Dr. Scott Griffiths
TikTok and Eating Disorders: A Big Data Investigation
28 March 2023 (Tuesday), 4pm
TikTok is the fastest growing social media platform in history with ~1.5 billion users at the end of 2022. The algorithm that powers TikTok delivers videos to users by predicting what will make them maximally engage with the content. Our concern is that this algorithm is powerful enough to create echo chambers. In the context of eating disorders, vulnerable users are delivered increasing amounts of appearance-oriented content focused on dieting and appearance enhancement, which intensifies over time as users engage. Therefore, we conducted the world’s first big data investigation of TikTok and eating disorders. We analysed >2 million TikTok videos delivered to 51 individuals with clinical eating disorders and 90 healthy controls during a 1-month period in which eating disorder symptoms were concurrently assessed. We found that: i) TikTok users with eating disorders are delivered significantly more appearance-oriented videos than healthy controls, and ii) the number of appearance-oriented videos delivered to TikTok users is positively correlated with the eating disorder symptoms they experienced that month.
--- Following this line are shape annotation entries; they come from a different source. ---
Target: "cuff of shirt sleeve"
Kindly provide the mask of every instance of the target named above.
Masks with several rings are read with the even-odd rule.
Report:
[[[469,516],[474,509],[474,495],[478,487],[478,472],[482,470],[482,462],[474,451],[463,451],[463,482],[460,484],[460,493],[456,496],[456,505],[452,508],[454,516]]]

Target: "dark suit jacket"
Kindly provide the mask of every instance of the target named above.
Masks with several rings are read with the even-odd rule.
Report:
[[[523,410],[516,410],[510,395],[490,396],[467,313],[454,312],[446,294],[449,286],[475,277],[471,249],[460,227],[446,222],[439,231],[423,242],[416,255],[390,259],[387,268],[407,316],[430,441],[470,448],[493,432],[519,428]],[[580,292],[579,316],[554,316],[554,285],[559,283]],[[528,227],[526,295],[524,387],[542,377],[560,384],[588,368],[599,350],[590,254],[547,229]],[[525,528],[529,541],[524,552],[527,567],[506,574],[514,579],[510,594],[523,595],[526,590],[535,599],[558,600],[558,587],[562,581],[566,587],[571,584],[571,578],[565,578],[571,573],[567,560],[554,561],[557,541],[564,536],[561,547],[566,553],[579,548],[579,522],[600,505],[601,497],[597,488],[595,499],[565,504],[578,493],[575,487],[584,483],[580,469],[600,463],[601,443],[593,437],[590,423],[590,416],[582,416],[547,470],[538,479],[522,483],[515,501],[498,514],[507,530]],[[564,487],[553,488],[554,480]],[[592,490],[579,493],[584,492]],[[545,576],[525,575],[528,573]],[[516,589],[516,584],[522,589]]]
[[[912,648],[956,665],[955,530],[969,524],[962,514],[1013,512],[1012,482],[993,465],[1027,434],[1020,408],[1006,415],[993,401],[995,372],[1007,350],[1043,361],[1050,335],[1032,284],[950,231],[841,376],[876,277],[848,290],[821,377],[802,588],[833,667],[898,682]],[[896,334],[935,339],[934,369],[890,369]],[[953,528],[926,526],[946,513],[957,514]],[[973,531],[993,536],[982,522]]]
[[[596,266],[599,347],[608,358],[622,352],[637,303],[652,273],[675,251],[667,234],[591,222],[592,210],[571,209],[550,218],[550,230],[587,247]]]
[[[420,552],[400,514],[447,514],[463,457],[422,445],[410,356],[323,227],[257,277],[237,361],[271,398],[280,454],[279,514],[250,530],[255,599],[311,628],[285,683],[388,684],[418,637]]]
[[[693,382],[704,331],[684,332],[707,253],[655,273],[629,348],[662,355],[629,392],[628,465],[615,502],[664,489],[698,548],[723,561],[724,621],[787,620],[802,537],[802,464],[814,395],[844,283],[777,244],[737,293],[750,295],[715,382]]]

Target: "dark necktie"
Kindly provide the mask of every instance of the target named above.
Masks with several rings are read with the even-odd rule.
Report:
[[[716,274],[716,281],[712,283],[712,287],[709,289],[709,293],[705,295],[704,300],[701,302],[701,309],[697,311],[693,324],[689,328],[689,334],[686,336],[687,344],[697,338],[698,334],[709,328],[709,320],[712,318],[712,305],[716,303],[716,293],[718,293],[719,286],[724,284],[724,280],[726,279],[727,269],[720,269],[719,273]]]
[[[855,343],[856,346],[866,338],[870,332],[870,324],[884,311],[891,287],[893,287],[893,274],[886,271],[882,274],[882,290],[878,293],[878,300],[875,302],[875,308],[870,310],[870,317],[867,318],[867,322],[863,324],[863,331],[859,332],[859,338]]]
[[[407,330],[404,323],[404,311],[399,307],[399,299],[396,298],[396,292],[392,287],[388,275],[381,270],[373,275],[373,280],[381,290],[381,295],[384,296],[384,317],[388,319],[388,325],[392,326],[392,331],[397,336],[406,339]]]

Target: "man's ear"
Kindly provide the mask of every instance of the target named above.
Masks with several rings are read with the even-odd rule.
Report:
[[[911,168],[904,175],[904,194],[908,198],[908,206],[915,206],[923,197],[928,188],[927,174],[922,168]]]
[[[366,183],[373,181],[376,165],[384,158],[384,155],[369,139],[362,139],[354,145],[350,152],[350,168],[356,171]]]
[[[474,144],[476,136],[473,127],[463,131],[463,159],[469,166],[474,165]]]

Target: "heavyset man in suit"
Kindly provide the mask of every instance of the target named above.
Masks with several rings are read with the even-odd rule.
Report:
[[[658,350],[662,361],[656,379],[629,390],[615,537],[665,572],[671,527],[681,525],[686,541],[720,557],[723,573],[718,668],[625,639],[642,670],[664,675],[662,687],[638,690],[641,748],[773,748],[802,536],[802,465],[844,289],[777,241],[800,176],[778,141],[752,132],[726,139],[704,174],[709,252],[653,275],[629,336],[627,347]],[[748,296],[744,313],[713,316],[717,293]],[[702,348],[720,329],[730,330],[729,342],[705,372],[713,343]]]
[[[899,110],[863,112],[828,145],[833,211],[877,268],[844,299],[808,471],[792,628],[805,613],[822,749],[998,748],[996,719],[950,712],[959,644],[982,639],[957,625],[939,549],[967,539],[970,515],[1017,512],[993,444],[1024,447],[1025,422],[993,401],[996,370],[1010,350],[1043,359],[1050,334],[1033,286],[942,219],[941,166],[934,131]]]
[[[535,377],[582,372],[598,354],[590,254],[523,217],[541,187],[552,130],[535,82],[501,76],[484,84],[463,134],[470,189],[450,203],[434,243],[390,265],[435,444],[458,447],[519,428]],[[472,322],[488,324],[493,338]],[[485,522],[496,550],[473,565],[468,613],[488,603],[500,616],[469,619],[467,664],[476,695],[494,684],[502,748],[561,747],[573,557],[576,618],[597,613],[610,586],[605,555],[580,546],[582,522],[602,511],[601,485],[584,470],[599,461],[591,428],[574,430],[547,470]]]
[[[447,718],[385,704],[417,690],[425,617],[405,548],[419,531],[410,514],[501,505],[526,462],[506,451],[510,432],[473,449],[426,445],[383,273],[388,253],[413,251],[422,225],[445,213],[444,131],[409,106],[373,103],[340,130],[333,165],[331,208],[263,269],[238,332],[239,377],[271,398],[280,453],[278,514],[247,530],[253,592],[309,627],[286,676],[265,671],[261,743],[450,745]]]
In a second study with 66 new TikTok users who created fresh TikTok accounts, we found that: i) the average length of time it took for a new TikTok user to be delivered an appearance-oriented video was just 3 minutes, and ii) new TikTok users were delivered an average of 19 appearance-oriented videos within their first 30 minutes. We discuss creating a system that visualises TikTok algorithms so that individuals with eating disorders and their clinicians can see the bias in their algorithms.
Dr. Scott Griffiths is a Senior Lecturer in the School of Psychological Sciences at the University of Melbourne, Australia. He leads the Physical Appearance Research Team, a group of researchers who investigate body image, appearance enhancement, and appearance-related psychological disorders such as eating disorders and body dysmorphic disorder.